Acontece que Suzanne assume a diretoria a contragosto por considerar-se une potiche e por ter de negociar com os sindicalistas. Ajudada pela secretária – e amante – do senhor Pujol, Suzanne faz da cena da negociação um momento de humor espontâneo ao comparecer à mesa de reivindicações vestida com trajes caros e armada unicamente da sua polidez, enquanto do outro lado os homens que lutam “pela causa” abusam do discurso vazio, das barbas malfeitas e das roupas caricatas.

Diferentemente do marido, a senhora Pujol demonstra um comportamento progressista, aberto ao diálogo e à inovação. Em pouco tempo a fábrica conhecerá o melhor momento em muito tempo e a popularidade da responsável por esta ascensão se tornará notável a ponto de fazer da amante do marido uma aliada. A recuperação de Robert, porém, traz uma disputa de poder para o seio da família Pujol. A tensão não passará em branco e gerará conseqüências para a reputação dos envolvidos.

A trama descrita acima exibe os elementos mínimos que permitem a François Ozon demonstrar compreensão sobre a engrenagem do gênero e, portanto, realizar uma comédia de costumes bastante eficiente. A pergunta que ressoa, no entanto, é por que adaptar a peça três décadas depois? Qual o interesse do diretor na gama crítica que qualquer obra do gênero guarda? A sátira costuma desempenhar um papel importante quando a liberdade de expressão parece ameaçada por qualquer forma de repressão, seja política ou moral, o que dificilmente nos leva a crer que esta seja uma boa resposta para as perguntas. Se Ozon, de outro modo, pretende afirmar que a França de hoje ainda preserva alguma das características daquele tempo, como a polaridade caricata e os preconceitos infantis, então talvez o tenha feito de forma excessivamente discreta; se a ideia, ainda, apela à diversão pela diversão, então a sátira social a partir de uma estrutura completamente superada aparenta ser um erro de percurso.

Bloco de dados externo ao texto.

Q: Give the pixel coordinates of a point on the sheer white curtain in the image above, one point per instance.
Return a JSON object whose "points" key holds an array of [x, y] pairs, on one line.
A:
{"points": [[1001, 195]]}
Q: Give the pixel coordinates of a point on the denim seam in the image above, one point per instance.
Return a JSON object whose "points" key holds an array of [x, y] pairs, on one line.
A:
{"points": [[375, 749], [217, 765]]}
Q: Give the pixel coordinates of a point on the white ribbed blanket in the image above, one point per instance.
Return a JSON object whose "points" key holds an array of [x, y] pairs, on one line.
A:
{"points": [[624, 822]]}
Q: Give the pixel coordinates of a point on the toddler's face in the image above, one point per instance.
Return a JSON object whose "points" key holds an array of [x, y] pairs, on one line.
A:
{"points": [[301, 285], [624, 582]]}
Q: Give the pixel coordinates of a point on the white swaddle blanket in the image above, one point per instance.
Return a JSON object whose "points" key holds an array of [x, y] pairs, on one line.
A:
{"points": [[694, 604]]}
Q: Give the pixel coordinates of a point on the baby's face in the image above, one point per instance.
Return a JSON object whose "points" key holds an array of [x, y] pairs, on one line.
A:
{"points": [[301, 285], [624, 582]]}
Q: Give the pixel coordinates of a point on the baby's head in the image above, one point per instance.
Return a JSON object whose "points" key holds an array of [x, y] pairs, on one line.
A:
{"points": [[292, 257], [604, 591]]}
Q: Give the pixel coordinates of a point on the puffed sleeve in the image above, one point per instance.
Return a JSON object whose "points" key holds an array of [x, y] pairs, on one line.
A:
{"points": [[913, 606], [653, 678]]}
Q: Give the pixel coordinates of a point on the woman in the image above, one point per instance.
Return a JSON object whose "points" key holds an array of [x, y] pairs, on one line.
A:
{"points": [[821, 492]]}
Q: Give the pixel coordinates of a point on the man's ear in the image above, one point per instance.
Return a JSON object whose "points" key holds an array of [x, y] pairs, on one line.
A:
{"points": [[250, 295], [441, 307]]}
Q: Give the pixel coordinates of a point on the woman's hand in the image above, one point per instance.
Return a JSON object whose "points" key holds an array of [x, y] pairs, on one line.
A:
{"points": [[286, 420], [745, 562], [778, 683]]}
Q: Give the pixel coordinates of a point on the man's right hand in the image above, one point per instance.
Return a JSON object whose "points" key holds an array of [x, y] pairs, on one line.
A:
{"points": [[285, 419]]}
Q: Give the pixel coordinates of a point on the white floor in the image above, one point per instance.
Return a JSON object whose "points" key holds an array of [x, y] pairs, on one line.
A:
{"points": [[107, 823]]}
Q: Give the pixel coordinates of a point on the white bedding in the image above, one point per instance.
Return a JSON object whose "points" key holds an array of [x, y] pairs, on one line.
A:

Sem essas respostas, sobra-nos a garantia, através dos estereótipos, de um humor raro, em certos momentos sofisticado, e a sensibilidade cinéfila de Ozon ao recuperar – e homenagear – François Truffaut com a presença do casal Catherine Deneuve-Gérard Depardieu, reeditando o encontro de O último metrô (Le dernier métro, François Truffaut, 1980).